Please install sentence-transformers, fugashi, and unidic-lite with pip as follows:
```
pip install -U fugashi[unidic-lite] sentence-transformers
```
You can load the model and convert sentences to dense vectors as follows:
```python
from sentence_transformers import SentenceTransformer
sentences = [
"PKSHA Technologyは機械学習/深層学習技術に関わるアルゴリズムソリューションを展開している。",
"この深層学習モデルはPKSHA Technologyによって学習され、公開された。",
"広目天は、仏教における四天王の一尊であり、サンスクリット語の「種々の眼をした者」を名前の由来とする。",
]
model = SentenceTransformer('pkshatech/simcse-ja-bert-base-clcmlp')
embeddings = model.encode(sentences)
print(embeddings)
```
Since the loss function used during training is cosine similarity, we recommend using cosine similarity for downstream tasks.
## Model Detail
### Tokenization
We use the same tokenizer as `tohoku/bert-base-japanese-v2`. Please see the [README of `tohoku/bert-base-japanese-v2`](https://huggingface.co/cl-tohoku/bert-base-japanese-v2) for details.
### Training
We set `tohoku/bert-base-japanese-v2` as the initial value and trained it on the train set of [JSNLI](https://nlp.ist.i.kyoto-u.ac.jp/?%E6%97%A5%E6%9C%AC%E8%AA%9ESNLI%28JSNLI%29%E3%83%87%E3%83%BC%E3%82%BF%E3%82%BB%E3%83%83%E3%83%88).
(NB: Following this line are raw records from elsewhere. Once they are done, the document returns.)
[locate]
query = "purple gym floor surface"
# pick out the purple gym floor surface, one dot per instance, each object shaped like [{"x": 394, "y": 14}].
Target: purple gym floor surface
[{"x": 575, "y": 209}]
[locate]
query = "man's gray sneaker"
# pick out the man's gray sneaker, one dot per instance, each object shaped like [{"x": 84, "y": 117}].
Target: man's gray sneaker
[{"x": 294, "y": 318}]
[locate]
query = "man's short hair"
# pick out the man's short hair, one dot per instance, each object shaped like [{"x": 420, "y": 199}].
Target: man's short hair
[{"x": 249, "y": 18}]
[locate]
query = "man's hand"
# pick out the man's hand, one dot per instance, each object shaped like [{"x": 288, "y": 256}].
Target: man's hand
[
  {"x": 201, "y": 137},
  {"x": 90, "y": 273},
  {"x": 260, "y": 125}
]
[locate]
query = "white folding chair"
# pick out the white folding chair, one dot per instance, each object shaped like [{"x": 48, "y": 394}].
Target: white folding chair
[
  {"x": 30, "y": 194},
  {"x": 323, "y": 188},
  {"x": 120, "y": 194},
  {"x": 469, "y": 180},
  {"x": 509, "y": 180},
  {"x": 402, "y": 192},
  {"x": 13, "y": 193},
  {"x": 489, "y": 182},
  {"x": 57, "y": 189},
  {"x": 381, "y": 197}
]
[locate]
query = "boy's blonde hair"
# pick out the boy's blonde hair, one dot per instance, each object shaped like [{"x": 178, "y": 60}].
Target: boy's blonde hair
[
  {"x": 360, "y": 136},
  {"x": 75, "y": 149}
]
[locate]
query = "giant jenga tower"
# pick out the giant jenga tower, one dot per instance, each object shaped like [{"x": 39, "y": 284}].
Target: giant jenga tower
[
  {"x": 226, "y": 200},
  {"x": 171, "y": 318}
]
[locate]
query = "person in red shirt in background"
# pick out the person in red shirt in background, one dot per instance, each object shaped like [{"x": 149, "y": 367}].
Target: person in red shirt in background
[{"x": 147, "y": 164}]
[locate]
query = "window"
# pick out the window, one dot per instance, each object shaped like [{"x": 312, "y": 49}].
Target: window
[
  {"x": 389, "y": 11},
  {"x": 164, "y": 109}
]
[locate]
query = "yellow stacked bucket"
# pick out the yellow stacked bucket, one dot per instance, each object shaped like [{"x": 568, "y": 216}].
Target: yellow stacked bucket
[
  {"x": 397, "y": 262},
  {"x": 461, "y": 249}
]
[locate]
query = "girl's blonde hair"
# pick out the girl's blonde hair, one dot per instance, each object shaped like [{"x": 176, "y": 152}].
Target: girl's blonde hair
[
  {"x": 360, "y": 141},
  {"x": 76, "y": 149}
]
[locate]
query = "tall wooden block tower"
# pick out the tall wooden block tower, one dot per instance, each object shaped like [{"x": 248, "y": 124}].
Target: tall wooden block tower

We trained 20 epochs and published the checkpoint of the model with the highest Spearman's correlation coefficient on the validation set [^1] of the train set of [JSTS](https://github.com/yahoojapan/JGLUE)
### Training Parameters
| Parameter | Value |
| --- | --- |
|pooling_strategy | [CLS] -> single fully-connected layer |
| max_seq_length | 128 |
| with hard negative | true |
| temperature of contrastive loss | 0.05 |
| Batch size | 200 |
| Learning rate | 1e-5 |
| Weight decay | 0.01 |
| Max gradient norm | 1.0 |
| Warmup steps | 2012 |
| Scheduler | WarmupLinear |
| Epochs | 20 |
| Evaluation steps | 250 |
# Licenses
This models are distributed under the terms of the Creative [Creative Commons Attribution-ShareAlike 4.0](https://creativecommons.org/licenses/by-sa/4.0/).
[^1]: When we trained this model, the test data of JGLUE was not released, so we used the dev set of JGLUE as a private evaluation data. Therefore, we selected the checkpoint on the train set of JGLUE insted of its dev set.